409. Bruce Springsteen - Darkness on the Edge of Town (1978)

















Track Listing

1. Badlands
2. Adam Raised A Cain
3. Something In The Night
4. Candy's Room
5. Racing In The Street
6. Promised Land
7. Factory
8. Streets Of Fire
9. Prove It All Night
10. Darkness On The Edge Of Town

Review

Well I don't understand myself, but I have been fucking loving Bruce Springsteen. It really shouldn't be my kind of thing but it is. But then I start seeing parallels to the type of things I like, Adam Raised A Cain sounds like Nick Cave And The Bad Seeds, for example, trust me it does. But I don't really need parallels to anything else to say that Springsteen makes some pretty amazing music.

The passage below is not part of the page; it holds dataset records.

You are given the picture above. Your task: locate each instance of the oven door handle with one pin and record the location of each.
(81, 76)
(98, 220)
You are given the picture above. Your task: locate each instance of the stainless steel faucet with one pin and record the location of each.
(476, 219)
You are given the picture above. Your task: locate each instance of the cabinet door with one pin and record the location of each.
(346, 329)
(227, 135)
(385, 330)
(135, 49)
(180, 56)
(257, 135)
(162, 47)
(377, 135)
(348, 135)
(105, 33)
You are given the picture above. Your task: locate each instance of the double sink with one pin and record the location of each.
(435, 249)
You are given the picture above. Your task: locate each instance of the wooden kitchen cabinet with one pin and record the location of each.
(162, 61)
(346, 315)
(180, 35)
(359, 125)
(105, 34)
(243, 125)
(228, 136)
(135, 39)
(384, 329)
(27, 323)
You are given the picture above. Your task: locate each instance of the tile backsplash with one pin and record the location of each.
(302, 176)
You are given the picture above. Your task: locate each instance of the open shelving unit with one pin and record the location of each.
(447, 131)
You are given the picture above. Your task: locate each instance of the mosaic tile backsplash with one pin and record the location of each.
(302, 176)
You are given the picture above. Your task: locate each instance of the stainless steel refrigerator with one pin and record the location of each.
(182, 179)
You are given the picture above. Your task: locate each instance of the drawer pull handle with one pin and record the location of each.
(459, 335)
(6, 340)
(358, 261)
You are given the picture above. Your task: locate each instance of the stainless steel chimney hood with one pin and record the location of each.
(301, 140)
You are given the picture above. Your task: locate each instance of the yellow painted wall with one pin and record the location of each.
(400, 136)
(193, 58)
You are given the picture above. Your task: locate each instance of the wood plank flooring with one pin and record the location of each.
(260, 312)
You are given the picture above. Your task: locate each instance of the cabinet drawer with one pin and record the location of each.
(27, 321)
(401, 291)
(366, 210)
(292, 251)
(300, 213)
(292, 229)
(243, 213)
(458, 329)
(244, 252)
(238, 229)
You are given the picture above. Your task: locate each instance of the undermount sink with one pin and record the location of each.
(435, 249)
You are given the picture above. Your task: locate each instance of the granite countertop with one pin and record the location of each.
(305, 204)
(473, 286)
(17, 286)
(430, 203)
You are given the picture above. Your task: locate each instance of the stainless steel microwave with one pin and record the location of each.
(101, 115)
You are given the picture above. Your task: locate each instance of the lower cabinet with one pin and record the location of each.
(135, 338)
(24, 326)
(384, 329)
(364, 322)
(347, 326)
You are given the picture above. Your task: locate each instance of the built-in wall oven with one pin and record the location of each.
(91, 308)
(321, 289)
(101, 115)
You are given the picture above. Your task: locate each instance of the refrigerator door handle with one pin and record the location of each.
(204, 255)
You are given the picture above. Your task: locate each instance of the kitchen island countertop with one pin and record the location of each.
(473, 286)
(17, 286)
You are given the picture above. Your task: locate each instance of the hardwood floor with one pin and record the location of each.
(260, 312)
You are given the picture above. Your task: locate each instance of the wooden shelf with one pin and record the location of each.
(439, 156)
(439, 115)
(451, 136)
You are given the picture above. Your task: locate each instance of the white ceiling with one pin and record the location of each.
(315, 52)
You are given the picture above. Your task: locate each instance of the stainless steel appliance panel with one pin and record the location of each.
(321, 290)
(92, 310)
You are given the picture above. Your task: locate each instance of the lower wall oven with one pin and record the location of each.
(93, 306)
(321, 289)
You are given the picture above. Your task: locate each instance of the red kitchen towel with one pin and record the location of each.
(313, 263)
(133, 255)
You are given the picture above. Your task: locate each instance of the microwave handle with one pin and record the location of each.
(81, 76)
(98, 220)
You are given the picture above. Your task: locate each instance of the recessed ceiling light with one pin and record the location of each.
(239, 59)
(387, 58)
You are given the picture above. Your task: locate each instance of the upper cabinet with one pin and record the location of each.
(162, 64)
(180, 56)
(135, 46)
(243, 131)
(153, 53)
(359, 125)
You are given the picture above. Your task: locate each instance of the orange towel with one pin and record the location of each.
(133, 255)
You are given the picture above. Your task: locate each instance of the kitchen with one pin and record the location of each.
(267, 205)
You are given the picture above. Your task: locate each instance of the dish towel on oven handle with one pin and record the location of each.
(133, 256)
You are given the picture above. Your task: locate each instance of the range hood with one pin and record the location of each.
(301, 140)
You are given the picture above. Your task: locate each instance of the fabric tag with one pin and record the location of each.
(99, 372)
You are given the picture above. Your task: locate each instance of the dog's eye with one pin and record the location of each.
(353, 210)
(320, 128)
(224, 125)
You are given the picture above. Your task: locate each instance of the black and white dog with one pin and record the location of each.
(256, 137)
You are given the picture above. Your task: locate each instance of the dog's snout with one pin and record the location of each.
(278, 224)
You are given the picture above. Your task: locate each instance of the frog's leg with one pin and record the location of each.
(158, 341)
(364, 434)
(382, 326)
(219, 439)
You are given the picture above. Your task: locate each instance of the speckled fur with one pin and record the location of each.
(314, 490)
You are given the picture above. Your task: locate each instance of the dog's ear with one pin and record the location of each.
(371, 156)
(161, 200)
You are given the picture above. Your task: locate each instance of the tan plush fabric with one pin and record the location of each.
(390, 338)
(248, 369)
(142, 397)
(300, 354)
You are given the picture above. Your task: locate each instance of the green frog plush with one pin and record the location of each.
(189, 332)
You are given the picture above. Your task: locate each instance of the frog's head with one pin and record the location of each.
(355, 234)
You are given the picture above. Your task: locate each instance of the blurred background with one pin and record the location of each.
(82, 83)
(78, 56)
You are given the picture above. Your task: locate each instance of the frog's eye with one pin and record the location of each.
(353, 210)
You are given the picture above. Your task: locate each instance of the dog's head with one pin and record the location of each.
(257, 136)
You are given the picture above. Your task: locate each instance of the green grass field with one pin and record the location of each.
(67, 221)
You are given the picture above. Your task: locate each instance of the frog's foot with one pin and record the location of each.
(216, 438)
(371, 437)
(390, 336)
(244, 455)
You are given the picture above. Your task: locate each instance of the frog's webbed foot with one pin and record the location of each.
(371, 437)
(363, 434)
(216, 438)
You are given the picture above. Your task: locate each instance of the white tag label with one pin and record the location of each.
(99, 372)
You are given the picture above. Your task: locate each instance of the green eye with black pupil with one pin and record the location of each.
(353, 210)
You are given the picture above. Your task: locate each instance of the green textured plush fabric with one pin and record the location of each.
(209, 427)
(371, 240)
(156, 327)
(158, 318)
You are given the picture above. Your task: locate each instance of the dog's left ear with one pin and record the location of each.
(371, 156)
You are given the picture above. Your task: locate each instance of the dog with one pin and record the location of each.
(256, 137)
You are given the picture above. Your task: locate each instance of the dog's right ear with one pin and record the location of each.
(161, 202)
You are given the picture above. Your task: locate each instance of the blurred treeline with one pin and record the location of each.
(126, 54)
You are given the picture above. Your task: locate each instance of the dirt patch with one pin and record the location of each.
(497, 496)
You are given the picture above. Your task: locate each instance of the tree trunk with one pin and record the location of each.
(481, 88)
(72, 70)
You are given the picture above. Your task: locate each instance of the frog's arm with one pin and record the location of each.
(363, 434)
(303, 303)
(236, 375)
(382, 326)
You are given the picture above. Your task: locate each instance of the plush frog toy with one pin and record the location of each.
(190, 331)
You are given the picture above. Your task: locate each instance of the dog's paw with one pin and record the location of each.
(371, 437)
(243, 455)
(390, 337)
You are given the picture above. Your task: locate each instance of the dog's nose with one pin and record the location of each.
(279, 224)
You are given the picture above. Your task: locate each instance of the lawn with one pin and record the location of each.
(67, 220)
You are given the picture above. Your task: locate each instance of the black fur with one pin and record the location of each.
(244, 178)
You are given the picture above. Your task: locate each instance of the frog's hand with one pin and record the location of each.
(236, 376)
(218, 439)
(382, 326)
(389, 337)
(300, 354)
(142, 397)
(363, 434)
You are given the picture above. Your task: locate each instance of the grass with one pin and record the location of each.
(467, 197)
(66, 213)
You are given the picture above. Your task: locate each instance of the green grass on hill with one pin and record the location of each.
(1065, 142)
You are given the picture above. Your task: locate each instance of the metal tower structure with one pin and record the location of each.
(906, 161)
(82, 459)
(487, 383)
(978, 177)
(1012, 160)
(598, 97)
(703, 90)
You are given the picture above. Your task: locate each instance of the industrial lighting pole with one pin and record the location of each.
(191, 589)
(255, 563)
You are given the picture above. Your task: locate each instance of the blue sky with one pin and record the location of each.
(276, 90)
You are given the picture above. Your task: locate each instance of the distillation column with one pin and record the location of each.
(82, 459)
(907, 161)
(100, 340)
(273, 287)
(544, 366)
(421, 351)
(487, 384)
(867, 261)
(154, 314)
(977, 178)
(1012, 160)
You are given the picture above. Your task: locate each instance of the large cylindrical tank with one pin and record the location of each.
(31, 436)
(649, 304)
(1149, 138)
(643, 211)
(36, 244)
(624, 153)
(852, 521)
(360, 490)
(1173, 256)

His previous album on the list, Born To Run, was a huge epic thing, later spoofed by Meat Loaf on Bat Out Of Hell, but it was a quality album. Here Springsteen tones it down a notch and goes to a darker place inside himself, the songs are still beautiful and imbued with an inner strength that is hard to beat, but they are not blindingly flashy like in Born To Run, this is definitely a more intimate affair.

Bruce keeps exploring his lyrical universe of the industrial working class and its desire for escapism, be that escapist by the means of cars or passion, and again cars and girls are pretty much what this is all about, but unlike in Born To Run it all goes to shit here, but no one ever managed to make so many great songs with such lyrical depth about just two, not particularly deep, things. He must really love them.

Track Highlights

1. Candy's Room
2. Badlands
3. Darkness on the Edge of Town
4. Adam Raised a Cain

Final Grade

10/10

Trivia

From Wikipedia:

Darkness on the Edge of Town. Sales were not as high as Born to Run, but the album still did better than was expected. The extroverted optimism which was a hallmark of Born to Run was absent with a vengeance from Darkness on the Edge of Town. With its haunting themes of regret, failure and dashed hopes, many Springsteen aficionados consider this to be his finest album.

In terms of the original LP's sequencing, Springsteen continued his "four corners" approach from Born to Run, as the songs beginning each side ("Badlands" and "The Promised Land") were martial rallying cries to overcome circumstances, while the songs ending each side ("Racing in the Street", "Darkness on the Edge of Town") were sad dirges of circumstances overcoming all hope.


Candy's Room:

2 comments:

Matthew said...

I know what you mean. I'm the guy who posted on your Born to Run review. The more of his stuff I hear, the more compelled I am to dive further into his discography. I'll probably grab this and his new album later this week.

Born in the USA must just be some godawful fluke. Is it on the list?

Francisco Silva said...

Born In the USA is indeed on the list! Looking forward to the lovely mid-80's.